Amarnath Yatris won’t get halwa, puri, burger, pizza or other stuffed parantha from this year.
Shri Amarnath Shrine Board (SASB) has banned all sorts of cold drinks, fast food and fried food in both the routes to Amarnath (Baltal and Pahalham). In a conversation with the Deputy Chief Executive, he said that the ban has been imposed following recommendations by an expert committee which also comprised of eminent doctors. 

The decision to ban the fried food as well as cold drinks has been taken primarily because these food items lead to acclimatization problems and since the route lies at an elevation of about 13500 feet.

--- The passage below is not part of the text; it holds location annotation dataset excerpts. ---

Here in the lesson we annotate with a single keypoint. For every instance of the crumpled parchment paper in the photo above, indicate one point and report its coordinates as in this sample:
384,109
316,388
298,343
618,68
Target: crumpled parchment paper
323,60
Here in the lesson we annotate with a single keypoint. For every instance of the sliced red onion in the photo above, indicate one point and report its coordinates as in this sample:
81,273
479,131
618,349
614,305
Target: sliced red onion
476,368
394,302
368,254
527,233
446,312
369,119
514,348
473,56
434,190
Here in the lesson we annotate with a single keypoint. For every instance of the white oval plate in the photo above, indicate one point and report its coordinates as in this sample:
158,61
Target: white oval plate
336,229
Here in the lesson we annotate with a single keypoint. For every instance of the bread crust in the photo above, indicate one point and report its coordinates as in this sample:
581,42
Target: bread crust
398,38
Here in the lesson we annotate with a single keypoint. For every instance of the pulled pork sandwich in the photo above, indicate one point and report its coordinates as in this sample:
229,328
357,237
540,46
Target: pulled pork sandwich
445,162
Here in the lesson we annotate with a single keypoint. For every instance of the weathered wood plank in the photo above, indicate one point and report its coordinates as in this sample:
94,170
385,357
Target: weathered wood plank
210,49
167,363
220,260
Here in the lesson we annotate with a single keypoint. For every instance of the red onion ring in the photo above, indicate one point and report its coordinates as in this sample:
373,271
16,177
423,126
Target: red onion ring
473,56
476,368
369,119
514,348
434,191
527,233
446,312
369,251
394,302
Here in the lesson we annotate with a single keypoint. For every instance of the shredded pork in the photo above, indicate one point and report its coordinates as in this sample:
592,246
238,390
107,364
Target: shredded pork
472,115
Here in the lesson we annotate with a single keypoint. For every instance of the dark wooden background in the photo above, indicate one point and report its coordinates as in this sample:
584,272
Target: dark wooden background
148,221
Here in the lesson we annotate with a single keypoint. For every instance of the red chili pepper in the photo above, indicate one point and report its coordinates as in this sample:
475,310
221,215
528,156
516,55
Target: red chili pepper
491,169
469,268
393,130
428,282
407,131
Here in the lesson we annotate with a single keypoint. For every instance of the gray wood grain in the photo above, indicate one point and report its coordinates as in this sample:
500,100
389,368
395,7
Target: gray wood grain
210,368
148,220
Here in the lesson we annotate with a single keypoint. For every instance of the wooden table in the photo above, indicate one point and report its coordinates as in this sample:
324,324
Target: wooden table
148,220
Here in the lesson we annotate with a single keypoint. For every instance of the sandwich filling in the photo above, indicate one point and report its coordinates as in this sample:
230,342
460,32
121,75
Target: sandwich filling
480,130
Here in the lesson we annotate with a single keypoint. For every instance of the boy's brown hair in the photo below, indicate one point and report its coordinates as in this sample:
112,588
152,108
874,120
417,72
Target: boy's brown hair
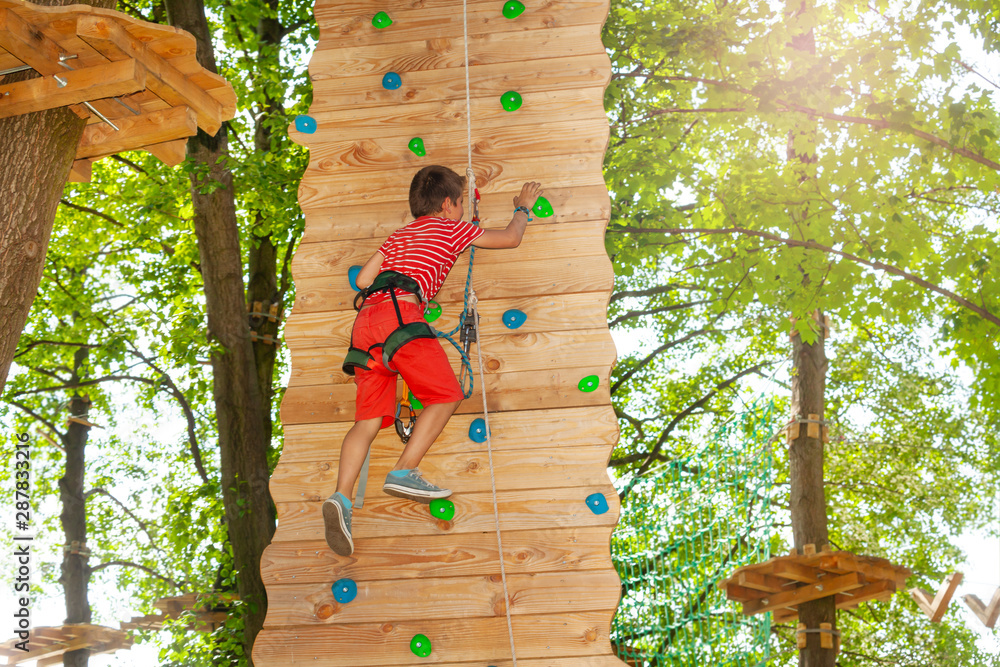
431,186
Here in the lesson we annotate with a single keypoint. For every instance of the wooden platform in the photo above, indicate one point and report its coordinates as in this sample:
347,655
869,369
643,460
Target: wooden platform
551,441
48,644
200,617
782,583
142,78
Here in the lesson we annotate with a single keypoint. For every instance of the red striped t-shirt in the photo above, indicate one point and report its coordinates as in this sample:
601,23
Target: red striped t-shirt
425,250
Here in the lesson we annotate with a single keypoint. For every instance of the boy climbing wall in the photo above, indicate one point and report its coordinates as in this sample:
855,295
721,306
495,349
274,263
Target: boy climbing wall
390,336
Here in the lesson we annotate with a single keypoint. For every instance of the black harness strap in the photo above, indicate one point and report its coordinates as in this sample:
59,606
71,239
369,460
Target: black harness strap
388,281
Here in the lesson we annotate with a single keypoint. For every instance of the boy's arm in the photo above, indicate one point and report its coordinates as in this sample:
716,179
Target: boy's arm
369,271
511,236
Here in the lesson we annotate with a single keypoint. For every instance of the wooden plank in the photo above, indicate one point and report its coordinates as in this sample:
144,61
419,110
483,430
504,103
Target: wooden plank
607,660
110,80
332,92
506,353
935,608
419,556
447,53
531,390
444,51
81,171
566,466
558,312
739,593
805,593
385,516
797,571
391,600
20,38
108,37
762,582
137,131
987,614
378,220
349,24
510,431
878,590
323,187
541,241
358,158
538,278
581,105
480,640
170,153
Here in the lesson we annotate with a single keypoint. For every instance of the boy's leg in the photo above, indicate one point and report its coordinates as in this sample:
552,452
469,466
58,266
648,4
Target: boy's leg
431,422
357,442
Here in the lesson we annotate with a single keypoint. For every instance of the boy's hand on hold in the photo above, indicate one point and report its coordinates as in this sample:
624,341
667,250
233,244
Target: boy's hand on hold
530,192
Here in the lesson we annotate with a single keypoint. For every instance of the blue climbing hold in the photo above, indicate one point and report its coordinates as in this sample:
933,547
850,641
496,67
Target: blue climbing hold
513,318
477,430
597,503
305,124
391,81
344,590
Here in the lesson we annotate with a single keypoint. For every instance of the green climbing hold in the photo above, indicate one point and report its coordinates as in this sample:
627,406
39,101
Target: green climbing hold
417,146
511,100
443,509
433,311
420,645
513,8
542,208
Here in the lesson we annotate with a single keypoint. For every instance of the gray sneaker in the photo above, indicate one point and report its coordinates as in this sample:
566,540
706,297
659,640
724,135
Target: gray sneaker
413,487
337,519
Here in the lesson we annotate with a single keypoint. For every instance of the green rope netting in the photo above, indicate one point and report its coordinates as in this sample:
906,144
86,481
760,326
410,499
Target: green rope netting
685,527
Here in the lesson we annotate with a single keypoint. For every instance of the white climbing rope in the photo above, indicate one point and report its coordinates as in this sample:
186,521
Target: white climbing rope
468,96
493,481
473,301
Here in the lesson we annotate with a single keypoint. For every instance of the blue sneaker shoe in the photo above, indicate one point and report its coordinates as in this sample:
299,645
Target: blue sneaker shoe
337,519
411,485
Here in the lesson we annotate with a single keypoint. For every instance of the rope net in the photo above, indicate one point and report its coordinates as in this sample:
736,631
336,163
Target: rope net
683,528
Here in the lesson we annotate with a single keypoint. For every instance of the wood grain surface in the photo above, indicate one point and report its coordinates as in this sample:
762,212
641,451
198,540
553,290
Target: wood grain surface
550,441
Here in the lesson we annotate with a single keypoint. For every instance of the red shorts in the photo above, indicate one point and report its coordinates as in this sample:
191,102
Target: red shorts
422,363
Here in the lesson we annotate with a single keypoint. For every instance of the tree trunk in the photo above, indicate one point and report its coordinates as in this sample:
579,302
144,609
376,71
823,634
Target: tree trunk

Oily food results in respiratory problems in regions where the temperature dips down to sub-zero at night.

This committee was called following the concerns of Supreme Court for the large number of pilgrims’ death in 2012. During the 39-day Yatra as much as 130 pilgrims had died in 2012. The following years, the deaths however came to a fall but there still were 40 casualties in 2014.

SASB has prepared a special menu to tackle the problem. The menu has been prepared for food-stalls, langar, organizations, shops, dhabas and other such establishment on the route. The menu includes pulses, cereals, green potato, vegetables, soya chunks, plain dal, besan curry, green salad, fruits and sprouts. Other items in the menu are zeera rice, plain rice, khichri and nutrela rice, dal roti, roti, missi roti, makki ki roti (without oil or butter), Kashmiri nan, bread jam,  tandoori roti, samber, idli, uttampam, poha, bread kulcha, steamed dumplings, herbal tea, low fat curd, sharbat,  coffee lemon squash/water, low fat milk, fruits juice, mineral water, glucose, roasted papad,  vegetable soup khakra, til ka ladoo, dry petha, dhokla, and amla/fruit murabba.

On the other hand, strictly banned items are- non-vegetarian food, Tobacco/gutka, alcohol, pan masala and other intoxicants, bathura, burger, puri , pizza, heavy pullav/fried rice, halwa, ladoo, khoya burfi, gulab jamun, jalebi and other halwaii items, pickle, cream-based food-items, stuffed parantha. Also crunchy snacks like namkeen, kurkure, lays, mathi and dried dry-fruits and not permitted to be sold or consumed along the way.

People not adhering to the guidelines will be penalized. District Magistrates of Anantnag and Ganderbal are asked to issue special orders under the Ranbir Penal Code provisions for the people violating the rules.